There was no clear organized resistance when I was last in Baghdad. On a bridge near my hotel an Iraqi man walked up to an American soldier whose back was to him, raised a pistol, and put a bullet in that soldier’s head. People talked about it as an isolated incident and that seemed probable.

The beheadings and the kidnappings would begin soon, as would the forced expulsions along ethnic lines. Abu Ghraib would happen, and the bombing at U.N. headquarters. Americans would die by the thousands and Iraqis by the tens of thousands — some say the hundreds of thousands.

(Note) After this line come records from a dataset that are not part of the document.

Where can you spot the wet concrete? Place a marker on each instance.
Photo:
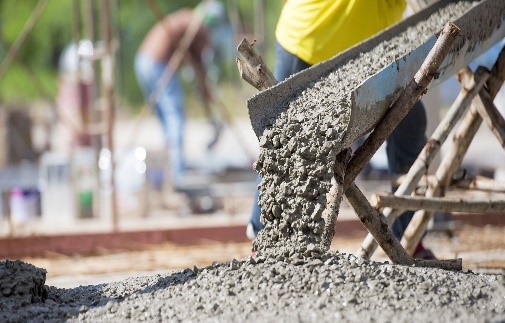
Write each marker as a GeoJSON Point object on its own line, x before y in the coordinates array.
{"type": "Point", "coordinates": [298, 151]}
{"type": "Point", "coordinates": [297, 287]}
{"type": "Point", "coordinates": [292, 278]}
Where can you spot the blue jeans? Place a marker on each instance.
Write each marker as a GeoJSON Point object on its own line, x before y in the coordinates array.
{"type": "Point", "coordinates": [169, 108]}
{"type": "Point", "coordinates": [403, 145]}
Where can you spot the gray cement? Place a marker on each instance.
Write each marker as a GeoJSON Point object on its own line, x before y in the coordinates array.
{"type": "Point", "coordinates": [297, 153]}
{"type": "Point", "coordinates": [292, 279]}
{"type": "Point", "coordinates": [327, 287]}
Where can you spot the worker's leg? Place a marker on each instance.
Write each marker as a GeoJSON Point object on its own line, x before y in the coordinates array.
{"type": "Point", "coordinates": [169, 109]}
{"type": "Point", "coordinates": [286, 64]}
{"type": "Point", "coordinates": [403, 147]}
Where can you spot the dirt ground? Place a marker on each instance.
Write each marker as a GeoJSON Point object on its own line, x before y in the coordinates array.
{"type": "Point", "coordinates": [482, 250]}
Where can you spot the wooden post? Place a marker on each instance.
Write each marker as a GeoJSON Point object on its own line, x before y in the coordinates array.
{"type": "Point", "coordinates": [491, 116]}
{"type": "Point", "coordinates": [401, 107]}
{"type": "Point", "coordinates": [470, 88]}
{"type": "Point", "coordinates": [334, 197]}
{"type": "Point", "coordinates": [376, 224]}
{"type": "Point", "coordinates": [108, 91]}
{"type": "Point", "coordinates": [437, 203]}
{"type": "Point", "coordinates": [255, 72]}
{"type": "Point", "coordinates": [453, 158]}
{"type": "Point", "coordinates": [252, 68]}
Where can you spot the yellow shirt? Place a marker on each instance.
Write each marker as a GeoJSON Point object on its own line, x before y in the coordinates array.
{"type": "Point", "coordinates": [316, 30]}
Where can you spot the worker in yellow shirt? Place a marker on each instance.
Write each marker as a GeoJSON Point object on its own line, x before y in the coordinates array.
{"type": "Point", "coordinates": [311, 31]}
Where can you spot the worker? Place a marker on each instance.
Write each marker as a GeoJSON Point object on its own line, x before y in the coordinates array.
{"type": "Point", "coordinates": [182, 36]}
{"type": "Point", "coordinates": [311, 31]}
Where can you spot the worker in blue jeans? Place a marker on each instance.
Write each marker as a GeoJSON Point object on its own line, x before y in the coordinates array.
{"type": "Point", "coordinates": [408, 139]}
{"type": "Point", "coordinates": [153, 61]}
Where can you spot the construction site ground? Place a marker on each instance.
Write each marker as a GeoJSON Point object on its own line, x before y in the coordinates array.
{"type": "Point", "coordinates": [482, 248]}
{"type": "Point", "coordinates": [184, 240]}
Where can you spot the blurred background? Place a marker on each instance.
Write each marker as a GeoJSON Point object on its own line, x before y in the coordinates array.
{"type": "Point", "coordinates": [83, 166]}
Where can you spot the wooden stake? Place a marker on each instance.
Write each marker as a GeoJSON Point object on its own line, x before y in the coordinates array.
{"type": "Point", "coordinates": [376, 224]}
{"type": "Point", "coordinates": [252, 68]}
{"type": "Point", "coordinates": [334, 197]}
{"type": "Point", "coordinates": [437, 203]}
{"type": "Point", "coordinates": [401, 107]}
{"type": "Point", "coordinates": [470, 88]}
{"type": "Point", "coordinates": [452, 160]}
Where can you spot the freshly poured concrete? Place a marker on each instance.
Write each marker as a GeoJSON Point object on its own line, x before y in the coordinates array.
{"type": "Point", "coordinates": [329, 287]}
{"type": "Point", "coordinates": [292, 278]}
{"type": "Point", "coordinates": [298, 151]}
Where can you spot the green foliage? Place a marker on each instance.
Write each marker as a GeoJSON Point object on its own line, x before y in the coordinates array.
{"type": "Point", "coordinates": [130, 22]}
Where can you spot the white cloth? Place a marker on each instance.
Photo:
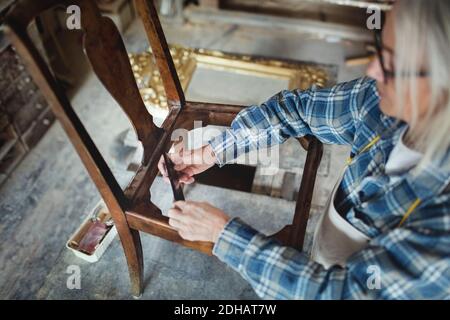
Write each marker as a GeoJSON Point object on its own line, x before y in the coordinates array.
{"type": "Point", "coordinates": [401, 157]}
{"type": "Point", "coordinates": [335, 239]}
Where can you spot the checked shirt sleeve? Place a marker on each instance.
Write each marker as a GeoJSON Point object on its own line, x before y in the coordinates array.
{"type": "Point", "coordinates": [332, 115]}
{"type": "Point", "coordinates": [405, 263]}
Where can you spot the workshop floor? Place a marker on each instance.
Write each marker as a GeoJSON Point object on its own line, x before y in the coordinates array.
{"type": "Point", "coordinates": [50, 193]}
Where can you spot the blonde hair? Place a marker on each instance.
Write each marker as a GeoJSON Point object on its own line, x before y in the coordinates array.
{"type": "Point", "coordinates": [423, 43]}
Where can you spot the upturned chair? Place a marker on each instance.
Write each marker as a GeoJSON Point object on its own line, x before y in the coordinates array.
{"type": "Point", "coordinates": [132, 209]}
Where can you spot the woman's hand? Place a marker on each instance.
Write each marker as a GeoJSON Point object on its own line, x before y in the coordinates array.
{"type": "Point", "coordinates": [197, 221]}
{"type": "Point", "coordinates": [189, 162]}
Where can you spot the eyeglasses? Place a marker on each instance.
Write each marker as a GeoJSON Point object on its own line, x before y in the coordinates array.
{"type": "Point", "coordinates": [390, 74]}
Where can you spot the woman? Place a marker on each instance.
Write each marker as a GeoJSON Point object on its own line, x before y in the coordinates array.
{"type": "Point", "coordinates": [385, 233]}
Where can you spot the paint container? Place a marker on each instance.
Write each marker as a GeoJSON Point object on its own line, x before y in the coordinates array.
{"type": "Point", "coordinates": [95, 234]}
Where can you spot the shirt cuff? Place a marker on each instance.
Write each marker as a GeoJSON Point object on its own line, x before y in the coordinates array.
{"type": "Point", "coordinates": [224, 147]}
{"type": "Point", "coordinates": [233, 241]}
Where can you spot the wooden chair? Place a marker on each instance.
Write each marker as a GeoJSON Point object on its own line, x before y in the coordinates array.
{"type": "Point", "coordinates": [132, 209]}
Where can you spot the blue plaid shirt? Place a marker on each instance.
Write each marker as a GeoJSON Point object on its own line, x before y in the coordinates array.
{"type": "Point", "coordinates": [412, 255]}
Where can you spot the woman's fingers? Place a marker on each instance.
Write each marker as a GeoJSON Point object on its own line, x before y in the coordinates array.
{"type": "Point", "coordinates": [177, 224]}
{"type": "Point", "coordinates": [162, 167]}
{"type": "Point", "coordinates": [176, 214]}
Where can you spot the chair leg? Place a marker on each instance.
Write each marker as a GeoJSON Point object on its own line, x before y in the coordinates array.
{"type": "Point", "coordinates": [132, 247]}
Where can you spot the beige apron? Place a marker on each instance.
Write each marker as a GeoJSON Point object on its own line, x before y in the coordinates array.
{"type": "Point", "coordinates": [335, 240]}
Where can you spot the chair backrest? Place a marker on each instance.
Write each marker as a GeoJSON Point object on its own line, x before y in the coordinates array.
{"type": "Point", "coordinates": [107, 54]}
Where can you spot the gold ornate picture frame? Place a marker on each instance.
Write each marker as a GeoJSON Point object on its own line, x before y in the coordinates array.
{"type": "Point", "coordinates": [297, 74]}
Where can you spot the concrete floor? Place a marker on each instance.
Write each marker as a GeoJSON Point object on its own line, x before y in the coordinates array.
{"type": "Point", "coordinates": [50, 193]}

All of this, and the scene I really can’t shake is so mundane I hesitate to share it here but for the fact that no other better illustrates the delusions and complexities of the blood-folly that began in 2003.

It happened in a booth at my favorite Baghdad restaurant, where I was eating with two friends — an Iraqi who was helping me to get around town and a Palestinian who joined me for the trip as an interpreter and co-writer. When we pulled up, there were two Humvees taking up three parking spots. Inside, six soldiers were seated at two tables. I couldn’t stop staring. It was early in the trip and I was still adjusting to the new realities of Iraq. “This is their country now,” an Iraqi friend had told me that day with tears and a trembling voice.

One of them, a woman, stood up and walked across the room to our booth. “Just arrive?” she asked. I nodded. She held out her hand. I managed a smile and gave her hand a limp shake. “Welcome to Iraq!” she said, smiling.